Graphs can be a valuable and important aid to the comprehension of complex sets of data. We are exposed to many graphs in daily life. However, if you need to draw a graph for a biology lab experiment there are rules you will need to follow or your data will be rejected or your grade will suffer.
Graphing Biology Lab Experiments
Label your graph "Figure 1" at the top of the graph paper. This can also be abbreviated "Fig. 1". Subsequent graphs will be labeled "Figure 2", and "Figure 3", etc. When referring to your graph in the text, refer to it as "Figure 1".
Select a point for the X,Y- intercept, or origin, of your graph. This will likely be in the bottom left hand area of the graph.

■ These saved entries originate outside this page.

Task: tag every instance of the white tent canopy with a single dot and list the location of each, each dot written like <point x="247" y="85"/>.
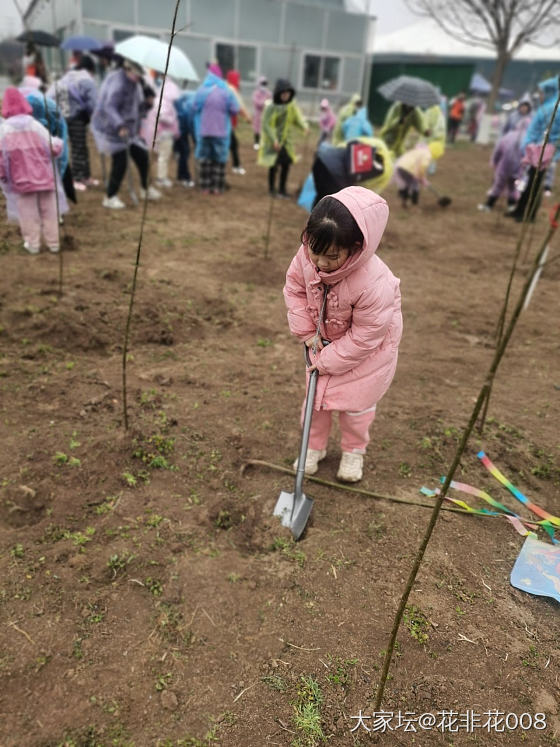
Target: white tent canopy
<point x="426" y="38"/>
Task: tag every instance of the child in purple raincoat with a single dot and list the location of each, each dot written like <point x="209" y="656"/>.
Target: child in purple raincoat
<point x="261" y="95"/>
<point x="214" y="104"/>
<point x="116" y="126"/>
<point x="506" y="161"/>
<point x="327" y="121"/>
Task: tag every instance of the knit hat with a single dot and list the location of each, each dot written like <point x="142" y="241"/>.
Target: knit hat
<point x="14" y="103"/>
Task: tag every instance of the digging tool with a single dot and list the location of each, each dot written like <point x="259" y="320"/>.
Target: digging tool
<point x="443" y="200"/>
<point x="293" y="509"/>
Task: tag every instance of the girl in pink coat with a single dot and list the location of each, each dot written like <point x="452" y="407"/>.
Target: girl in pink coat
<point x="362" y="320"/>
<point x="26" y="172"/>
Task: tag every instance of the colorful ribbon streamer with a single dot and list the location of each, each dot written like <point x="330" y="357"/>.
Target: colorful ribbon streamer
<point x="548" y="521"/>
<point x="495" y="472"/>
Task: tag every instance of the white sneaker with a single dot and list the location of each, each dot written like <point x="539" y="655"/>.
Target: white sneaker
<point x="312" y="460"/>
<point x="114" y="202"/>
<point x="30" y="249"/>
<point x="351" y="467"/>
<point x="153" y="193"/>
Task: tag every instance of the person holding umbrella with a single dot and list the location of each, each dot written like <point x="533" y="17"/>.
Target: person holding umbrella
<point x="115" y="126"/>
<point x="400" y="119"/>
<point x="410" y="95"/>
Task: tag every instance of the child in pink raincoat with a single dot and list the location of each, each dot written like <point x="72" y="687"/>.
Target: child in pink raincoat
<point x="26" y="172"/>
<point x="327" y="121"/>
<point x="362" y="320"/>
<point x="167" y="127"/>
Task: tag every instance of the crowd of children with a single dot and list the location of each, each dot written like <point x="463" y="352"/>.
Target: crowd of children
<point x="343" y="301"/>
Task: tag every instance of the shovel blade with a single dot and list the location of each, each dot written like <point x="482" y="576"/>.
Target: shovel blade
<point x="301" y="509"/>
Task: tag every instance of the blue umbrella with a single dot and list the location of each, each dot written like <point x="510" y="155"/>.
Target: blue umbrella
<point x="81" y="44"/>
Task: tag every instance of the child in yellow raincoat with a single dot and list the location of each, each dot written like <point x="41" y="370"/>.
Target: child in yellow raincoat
<point x="280" y="117"/>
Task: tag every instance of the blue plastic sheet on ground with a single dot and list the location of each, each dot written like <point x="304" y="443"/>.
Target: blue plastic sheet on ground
<point x="537" y="569"/>
<point x="308" y="194"/>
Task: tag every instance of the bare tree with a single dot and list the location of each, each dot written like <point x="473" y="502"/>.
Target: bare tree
<point x="501" y="25"/>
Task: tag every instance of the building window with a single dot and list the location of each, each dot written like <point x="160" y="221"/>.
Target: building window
<point x="321" y="72"/>
<point x="238" y="57"/>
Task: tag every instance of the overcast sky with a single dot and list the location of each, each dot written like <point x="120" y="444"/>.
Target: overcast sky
<point x="390" y="15"/>
<point x="9" y="18"/>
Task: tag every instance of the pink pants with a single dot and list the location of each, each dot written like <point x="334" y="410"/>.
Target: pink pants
<point x="354" y="429"/>
<point x="36" y="212"/>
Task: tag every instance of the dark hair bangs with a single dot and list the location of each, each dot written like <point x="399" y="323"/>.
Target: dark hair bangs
<point x="324" y="235"/>
<point x="331" y="224"/>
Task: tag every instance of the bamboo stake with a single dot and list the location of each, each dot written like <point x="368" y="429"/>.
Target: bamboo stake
<point x="351" y="489"/>
<point x="53" y="166"/>
<point x="141" y="236"/>
<point x="498" y="355"/>
<point x="267" y="240"/>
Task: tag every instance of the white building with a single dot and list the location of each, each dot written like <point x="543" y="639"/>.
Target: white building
<point x="319" y="45"/>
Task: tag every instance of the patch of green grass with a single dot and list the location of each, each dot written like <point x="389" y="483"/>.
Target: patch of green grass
<point x="163" y="681"/>
<point x="288" y="548"/>
<point x="341" y="668"/>
<point x="532" y="658"/>
<point x="154" y="451"/>
<point x="118" y="563"/>
<point x="80" y="538"/>
<point x="417" y="623"/>
<point x="17" y="551"/>
<point x="307" y="714"/>
<point x="274" y="682"/>
<point x="405" y="470"/>
<point x="154" y="586"/>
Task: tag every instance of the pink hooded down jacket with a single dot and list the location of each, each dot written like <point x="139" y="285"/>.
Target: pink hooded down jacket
<point x="363" y="317"/>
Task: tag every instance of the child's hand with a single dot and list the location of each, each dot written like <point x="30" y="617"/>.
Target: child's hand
<point x="315" y="343"/>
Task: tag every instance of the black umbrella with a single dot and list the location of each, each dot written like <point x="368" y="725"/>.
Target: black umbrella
<point x="411" y="91"/>
<point x="41" y="38"/>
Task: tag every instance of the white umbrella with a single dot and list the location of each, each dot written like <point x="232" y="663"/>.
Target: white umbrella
<point x="152" y="53"/>
<point x="411" y="91"/>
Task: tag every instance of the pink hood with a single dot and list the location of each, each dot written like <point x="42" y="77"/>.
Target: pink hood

Allow room for labeling the variables and numbering the units of measure to the left of the Y-axis (vertical) and below the X-axis (horizontal). Use the X-axis as the "constant" and the Y-axis for the "variable". You must label both your axes with what you are measuring and in parentheses write the units used to measure.
Number your units of measure along the Y-axis. If the constant on the X-axis is quantitative (by number or value), use numbers; and use words if it is qualitative (by type or quality). Because you included the units in parentheses following what was being measured, all that needs to be along the axis is numbers.
Place a dot where the vertical line passing through the control value intersects with the horizontal line passing through the measured variable for each measurement recorded in the biology lab experiment.
Give your graph a title. Most likely it will be whatever your variable is compared to whatever your constant is. Examples would be Growth (variable) over Time (constant) or Precipitation (variable) by Month (constant) or Biomass (variable) vs. Average Temperature (Constant). The title is in title case (Capitalizing important words). The title will either be at the top of the graph just below "Figure 1" or just below the label of the X-axis.